Fusion Fiat-Chrysler Renault : l’échec du capitalisme d’État français

Renault Magnum By: cmonville - CC BY 2.0

L’opportunité semblait pourtant trop alléchante de fusionner ces deux fleurons de l’industrie automobile européenne, pour la sacrifier sur l’autel du capitalisme d’Etat.

Par Paul Zeppenfeld.

Dès jeudi 6 juin, soit à peine plus d’une semaine après l’annonce du projet, le groupe automobile italo-américain Fiat-Chrysler (FCA) retirait son offre de fusion à 50/50 avec Renault, accusant les conditions politiques en France d’avoir compromis un projet qui aurait donné naissance au troisième constructeur automobile mondial.

Cet imbroglio réunit tous les ingrédients d’un nouvel échec retentissant du capitalisme d’État à la française. Malgré une offre qui méritait d’être considérée avec davantage d’égards tant ses aspects positifs sautaient aux yeux, Bercy et son chef, marqués par une vision centralisatrice de l’économie, ont semble-t-il favorisé les conditions d’un échec prémédité.

Une fusion souhaitable à maints égards

Dans un délai très bref le gouvernement français est donc parvenu à anéantir tout espoir de donner naissance au troisième constructeur automobile mondial – et au premier si l’on inclut Nissan et Mitsubishi ! Renault est certes un fleuron de l’économie française, mais demeure un emblème national très peu présent en dehors du continent européen et absent des marchés chinois et américain, quand Fiat-Chrysler est bien ancré sur le territoire nord-américain. L’exploitation de nouveaux marchés, mais aussi la réalisation de marges plus élevées telles que celles réalisées par FCA avec ses marques Jeep et RAM, et encore son expertise sur des segments tels que les SUV ou dans le haut de gamme (Maserati), plaidaient fortement en faveur d’une consolidation industrielle des deux groupes.

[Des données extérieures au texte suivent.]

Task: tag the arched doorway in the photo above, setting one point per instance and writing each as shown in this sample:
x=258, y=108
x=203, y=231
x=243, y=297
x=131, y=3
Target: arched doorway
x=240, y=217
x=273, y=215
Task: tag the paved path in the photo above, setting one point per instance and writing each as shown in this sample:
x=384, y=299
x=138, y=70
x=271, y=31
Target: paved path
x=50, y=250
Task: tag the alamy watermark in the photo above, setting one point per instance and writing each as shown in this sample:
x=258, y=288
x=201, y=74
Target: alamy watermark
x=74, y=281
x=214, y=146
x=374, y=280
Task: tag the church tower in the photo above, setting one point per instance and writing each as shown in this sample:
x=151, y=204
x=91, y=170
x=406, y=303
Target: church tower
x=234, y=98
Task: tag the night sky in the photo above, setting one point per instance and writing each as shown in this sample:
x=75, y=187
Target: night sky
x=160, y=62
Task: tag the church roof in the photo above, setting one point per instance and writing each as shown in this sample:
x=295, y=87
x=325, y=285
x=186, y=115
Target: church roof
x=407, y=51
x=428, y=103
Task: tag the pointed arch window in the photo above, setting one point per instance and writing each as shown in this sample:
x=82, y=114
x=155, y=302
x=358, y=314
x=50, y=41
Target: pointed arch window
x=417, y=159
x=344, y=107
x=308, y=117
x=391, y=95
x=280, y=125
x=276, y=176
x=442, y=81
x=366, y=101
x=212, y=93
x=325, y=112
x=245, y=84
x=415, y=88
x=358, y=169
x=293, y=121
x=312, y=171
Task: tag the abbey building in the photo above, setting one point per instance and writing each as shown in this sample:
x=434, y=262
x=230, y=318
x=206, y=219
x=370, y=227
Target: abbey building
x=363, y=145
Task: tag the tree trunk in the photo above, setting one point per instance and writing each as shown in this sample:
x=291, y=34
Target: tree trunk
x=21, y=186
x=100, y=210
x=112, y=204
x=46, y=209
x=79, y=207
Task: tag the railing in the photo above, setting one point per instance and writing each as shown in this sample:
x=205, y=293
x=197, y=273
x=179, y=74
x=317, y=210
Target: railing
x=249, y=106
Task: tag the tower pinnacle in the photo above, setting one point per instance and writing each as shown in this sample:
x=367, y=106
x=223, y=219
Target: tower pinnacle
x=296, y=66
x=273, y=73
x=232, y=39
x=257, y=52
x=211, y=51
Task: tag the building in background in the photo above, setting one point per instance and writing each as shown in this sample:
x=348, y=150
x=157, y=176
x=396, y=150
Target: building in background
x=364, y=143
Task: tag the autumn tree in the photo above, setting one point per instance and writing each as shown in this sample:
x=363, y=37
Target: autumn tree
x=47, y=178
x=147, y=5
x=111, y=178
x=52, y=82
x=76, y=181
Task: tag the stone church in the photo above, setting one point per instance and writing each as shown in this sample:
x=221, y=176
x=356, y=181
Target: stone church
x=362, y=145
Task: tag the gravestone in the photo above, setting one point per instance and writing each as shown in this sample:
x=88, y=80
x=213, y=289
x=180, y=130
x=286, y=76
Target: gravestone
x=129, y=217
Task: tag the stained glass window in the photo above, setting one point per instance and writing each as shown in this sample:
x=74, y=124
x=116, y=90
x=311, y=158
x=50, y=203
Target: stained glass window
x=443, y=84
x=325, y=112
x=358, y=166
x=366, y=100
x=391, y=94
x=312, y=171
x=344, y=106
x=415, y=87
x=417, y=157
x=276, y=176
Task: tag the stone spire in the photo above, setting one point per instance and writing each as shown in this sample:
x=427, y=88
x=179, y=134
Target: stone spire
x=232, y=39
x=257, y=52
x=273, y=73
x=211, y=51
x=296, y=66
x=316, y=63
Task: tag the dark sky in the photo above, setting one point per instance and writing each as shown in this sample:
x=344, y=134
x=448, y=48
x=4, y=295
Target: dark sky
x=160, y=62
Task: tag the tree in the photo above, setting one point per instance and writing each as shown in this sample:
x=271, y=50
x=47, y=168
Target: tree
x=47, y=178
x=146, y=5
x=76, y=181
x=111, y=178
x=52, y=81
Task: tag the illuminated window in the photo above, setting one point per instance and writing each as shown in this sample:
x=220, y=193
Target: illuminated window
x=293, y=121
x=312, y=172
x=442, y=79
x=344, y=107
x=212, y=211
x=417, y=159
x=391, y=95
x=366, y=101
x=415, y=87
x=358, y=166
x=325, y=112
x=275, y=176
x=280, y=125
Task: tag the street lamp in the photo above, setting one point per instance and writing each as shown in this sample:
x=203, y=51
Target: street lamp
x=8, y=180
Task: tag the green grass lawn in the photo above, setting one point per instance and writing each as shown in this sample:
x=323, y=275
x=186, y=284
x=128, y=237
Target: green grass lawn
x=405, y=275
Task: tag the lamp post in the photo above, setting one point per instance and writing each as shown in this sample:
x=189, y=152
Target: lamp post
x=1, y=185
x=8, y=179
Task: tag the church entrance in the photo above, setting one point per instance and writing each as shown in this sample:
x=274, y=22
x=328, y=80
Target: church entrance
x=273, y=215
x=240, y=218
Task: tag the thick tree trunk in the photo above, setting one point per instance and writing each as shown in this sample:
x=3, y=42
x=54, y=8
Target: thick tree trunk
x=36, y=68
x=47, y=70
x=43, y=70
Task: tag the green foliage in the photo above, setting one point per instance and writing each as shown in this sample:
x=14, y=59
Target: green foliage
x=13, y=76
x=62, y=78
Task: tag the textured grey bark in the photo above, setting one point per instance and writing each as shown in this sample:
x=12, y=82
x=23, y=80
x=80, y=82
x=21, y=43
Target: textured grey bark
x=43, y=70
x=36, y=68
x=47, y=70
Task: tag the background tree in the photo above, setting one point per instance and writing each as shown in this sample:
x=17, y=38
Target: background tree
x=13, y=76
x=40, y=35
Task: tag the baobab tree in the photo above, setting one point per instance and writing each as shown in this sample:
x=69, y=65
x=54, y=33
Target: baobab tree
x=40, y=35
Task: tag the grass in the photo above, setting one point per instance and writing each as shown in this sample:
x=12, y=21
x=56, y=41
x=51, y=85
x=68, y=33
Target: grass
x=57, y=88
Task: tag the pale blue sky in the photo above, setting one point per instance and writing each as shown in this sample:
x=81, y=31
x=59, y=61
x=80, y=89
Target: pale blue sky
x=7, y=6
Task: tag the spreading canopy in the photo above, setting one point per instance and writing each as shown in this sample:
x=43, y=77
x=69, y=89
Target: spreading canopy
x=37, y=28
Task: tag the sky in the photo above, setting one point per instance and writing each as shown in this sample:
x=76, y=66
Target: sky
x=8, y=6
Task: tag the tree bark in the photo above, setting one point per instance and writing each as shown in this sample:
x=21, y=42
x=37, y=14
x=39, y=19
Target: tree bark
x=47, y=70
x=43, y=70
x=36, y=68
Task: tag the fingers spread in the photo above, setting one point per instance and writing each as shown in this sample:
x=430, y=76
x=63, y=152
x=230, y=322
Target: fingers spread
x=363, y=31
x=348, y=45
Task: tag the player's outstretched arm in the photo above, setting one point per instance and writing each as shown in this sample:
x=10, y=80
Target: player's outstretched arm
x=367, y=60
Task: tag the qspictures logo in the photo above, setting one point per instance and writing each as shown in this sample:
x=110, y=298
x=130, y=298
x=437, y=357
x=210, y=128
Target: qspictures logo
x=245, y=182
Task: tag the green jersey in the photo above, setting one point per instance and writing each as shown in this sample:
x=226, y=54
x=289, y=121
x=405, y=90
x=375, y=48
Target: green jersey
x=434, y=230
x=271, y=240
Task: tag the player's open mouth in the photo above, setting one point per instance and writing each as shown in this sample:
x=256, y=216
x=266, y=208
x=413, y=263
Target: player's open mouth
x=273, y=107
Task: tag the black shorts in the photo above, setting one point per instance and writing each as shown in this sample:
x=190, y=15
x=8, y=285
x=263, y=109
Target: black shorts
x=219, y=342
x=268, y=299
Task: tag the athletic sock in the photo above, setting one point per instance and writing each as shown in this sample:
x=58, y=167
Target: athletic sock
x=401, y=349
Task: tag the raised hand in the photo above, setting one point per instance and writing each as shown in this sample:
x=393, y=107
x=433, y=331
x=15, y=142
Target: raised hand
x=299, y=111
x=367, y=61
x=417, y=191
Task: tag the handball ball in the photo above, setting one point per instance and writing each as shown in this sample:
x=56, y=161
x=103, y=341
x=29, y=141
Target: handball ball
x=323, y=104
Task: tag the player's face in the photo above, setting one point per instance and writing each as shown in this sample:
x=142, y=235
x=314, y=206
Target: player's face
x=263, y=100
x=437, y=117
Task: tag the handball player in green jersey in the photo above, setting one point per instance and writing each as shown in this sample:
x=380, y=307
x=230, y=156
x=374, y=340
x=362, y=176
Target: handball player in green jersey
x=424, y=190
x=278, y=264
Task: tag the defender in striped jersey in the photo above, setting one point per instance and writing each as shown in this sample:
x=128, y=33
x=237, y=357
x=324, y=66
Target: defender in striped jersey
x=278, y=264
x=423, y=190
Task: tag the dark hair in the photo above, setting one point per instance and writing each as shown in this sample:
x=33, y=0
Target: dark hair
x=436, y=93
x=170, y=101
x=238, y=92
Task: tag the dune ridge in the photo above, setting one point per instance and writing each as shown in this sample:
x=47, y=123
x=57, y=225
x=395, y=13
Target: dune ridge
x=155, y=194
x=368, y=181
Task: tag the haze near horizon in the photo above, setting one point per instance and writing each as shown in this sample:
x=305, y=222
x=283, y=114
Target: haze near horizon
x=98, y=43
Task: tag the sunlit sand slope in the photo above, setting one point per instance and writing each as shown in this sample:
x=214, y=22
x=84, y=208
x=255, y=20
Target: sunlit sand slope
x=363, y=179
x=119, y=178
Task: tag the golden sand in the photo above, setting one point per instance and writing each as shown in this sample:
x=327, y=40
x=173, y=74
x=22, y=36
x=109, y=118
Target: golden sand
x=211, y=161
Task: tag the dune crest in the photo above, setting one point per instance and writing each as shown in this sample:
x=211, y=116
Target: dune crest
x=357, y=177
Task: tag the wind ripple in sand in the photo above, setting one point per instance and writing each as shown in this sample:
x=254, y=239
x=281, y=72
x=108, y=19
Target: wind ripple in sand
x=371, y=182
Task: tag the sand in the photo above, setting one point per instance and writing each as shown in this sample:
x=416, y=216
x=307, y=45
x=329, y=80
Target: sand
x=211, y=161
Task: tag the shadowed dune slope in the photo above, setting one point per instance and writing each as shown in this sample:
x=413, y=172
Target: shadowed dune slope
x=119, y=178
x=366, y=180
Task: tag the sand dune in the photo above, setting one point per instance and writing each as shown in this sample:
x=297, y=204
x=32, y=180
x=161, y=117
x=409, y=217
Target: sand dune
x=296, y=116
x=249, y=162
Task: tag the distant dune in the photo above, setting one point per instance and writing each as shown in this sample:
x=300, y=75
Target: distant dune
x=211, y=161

En plus de cette complémentarité géographique et de marque, la fusion aurait permis de réaliser d’importantes synergies sur les achats et la R&D, évaluées par les experts à environ 5 milliards d’euros par an. Et à l’évidence, d’engager les investissements nécessaires pour financer les ruptures technologiques qui bouleversent l’industrie automobile : électrification, véhicules autonomes et connectés. Sur ce volet, c’est Renault qui aurait fait profiter à FCA de son avance dans la voiture électrique.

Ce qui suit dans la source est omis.